Building Upgrade Finance has been passed into law in South Australia, which means there’s another tool in the arsenal for Adelaide to go carbon neutral.

The Local Government (Building Upgrade Agreements) Amendment Bill 2015 will allow building upgrade finance – or Environmental Upgrade Agreements – to be used by commercial property owners to retrofit their properties. The mechanism allows access to cheap finance from banks for upgrade activities, with loans repaid through increases to council rates, which are generally offset by cheaper energy bills.

SA Climate Change Minister Ian Hunter said the legislation would overcome the barriers to retrofitting commercial buildings and lead to significant economic activity, job creation and emission reductions.

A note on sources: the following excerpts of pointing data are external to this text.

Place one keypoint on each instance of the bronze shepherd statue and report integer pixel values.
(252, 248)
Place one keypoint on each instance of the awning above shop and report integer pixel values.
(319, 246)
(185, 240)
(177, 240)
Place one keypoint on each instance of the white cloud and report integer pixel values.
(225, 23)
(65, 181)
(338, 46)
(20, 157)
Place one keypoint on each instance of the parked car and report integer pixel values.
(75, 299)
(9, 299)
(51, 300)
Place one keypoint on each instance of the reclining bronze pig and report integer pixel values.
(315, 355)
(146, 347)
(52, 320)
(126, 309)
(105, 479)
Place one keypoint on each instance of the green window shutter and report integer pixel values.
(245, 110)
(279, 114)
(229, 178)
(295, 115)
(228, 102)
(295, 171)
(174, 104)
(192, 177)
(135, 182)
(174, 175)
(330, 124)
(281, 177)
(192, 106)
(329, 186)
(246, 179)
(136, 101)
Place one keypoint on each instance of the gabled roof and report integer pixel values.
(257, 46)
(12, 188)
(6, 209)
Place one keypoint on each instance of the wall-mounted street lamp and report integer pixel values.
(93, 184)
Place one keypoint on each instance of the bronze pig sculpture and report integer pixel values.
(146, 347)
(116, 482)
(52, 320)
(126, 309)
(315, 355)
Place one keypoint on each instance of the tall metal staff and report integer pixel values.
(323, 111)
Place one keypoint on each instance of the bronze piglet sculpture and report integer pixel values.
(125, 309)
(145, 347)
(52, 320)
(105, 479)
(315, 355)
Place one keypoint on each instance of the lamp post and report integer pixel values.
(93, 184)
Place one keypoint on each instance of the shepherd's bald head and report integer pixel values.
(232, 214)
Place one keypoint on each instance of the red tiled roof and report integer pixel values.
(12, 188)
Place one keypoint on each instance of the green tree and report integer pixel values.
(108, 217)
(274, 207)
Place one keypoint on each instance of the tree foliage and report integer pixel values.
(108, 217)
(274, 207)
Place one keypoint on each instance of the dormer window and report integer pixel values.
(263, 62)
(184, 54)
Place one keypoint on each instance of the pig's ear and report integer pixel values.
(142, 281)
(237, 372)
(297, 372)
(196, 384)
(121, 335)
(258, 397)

“This bill has the potential to create hundreds – if not thousands – of important jobs and free up more than half a billion dollars in potential CBD capital investment,” Mr Hunter said.

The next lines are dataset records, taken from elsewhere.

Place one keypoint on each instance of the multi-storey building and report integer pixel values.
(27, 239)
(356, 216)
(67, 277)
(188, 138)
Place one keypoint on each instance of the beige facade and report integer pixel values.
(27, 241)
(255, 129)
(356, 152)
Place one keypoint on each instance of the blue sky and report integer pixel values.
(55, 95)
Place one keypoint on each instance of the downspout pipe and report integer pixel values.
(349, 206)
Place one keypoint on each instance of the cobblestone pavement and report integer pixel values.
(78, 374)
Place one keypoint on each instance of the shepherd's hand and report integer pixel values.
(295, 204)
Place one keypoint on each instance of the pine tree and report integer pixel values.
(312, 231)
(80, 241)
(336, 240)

“It clears the way for building owners to begin revitalising our ageing building stock, which will have the added benefit of advancing our plans for Adelaide to become the world’s first carbon neutral city.

He said building upgrades could reduce operating costs, increase yields, help attract and retain tenants, and improve asset values.

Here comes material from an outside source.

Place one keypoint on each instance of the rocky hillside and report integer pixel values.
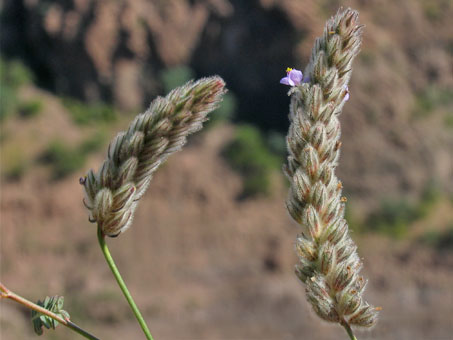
(201, 264)
(398, 132)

“Benefits to tenants include net reductions in operating costs, improved indoor amenity, staff productivity and contributions towards corporate social responsibility goals – not to mention greenhouse gas savings of up to 32 per cent.”

The news was welcomed by the Property Council, whose SA executive director Daniel Gannon said building upgrade finance offered a number of benefits over traditional forms of finance.

“The potential is limitless and could be applied to offices, shopping centres, hotels, healthcare facilities, university buildings, factories and warehouses,” he said.

Local Government Association chief executive Matt Pinnegar said the bill would also benefit council ratepayers.

“The local council’s participation in the mechanism could attract investment in its area, facilitate upgrades of ageing building stock, revitalise the urban environment, reduce emissions and deliver economic benefits,” he said.

“We see this very much as a win-win for councils, landlords and tenants.”

Building upgrade finance, however, has seen generally slow take-up in other states. Potential roadblocks include that owners of low-grade commercial offices, and property that is privately owned, typically have poor understanding of and engagement with sustainability initiatives, or little motivation to undergo upgrades.

The latest 1200 Buildings survey in Melbourne found that 29 per cent of respondents were not interested in using environmental upgrade finance, while 14 per cent did not know. However, 30 per cent were “quite” or “very” interested, and 27 per cent were “a little interested”.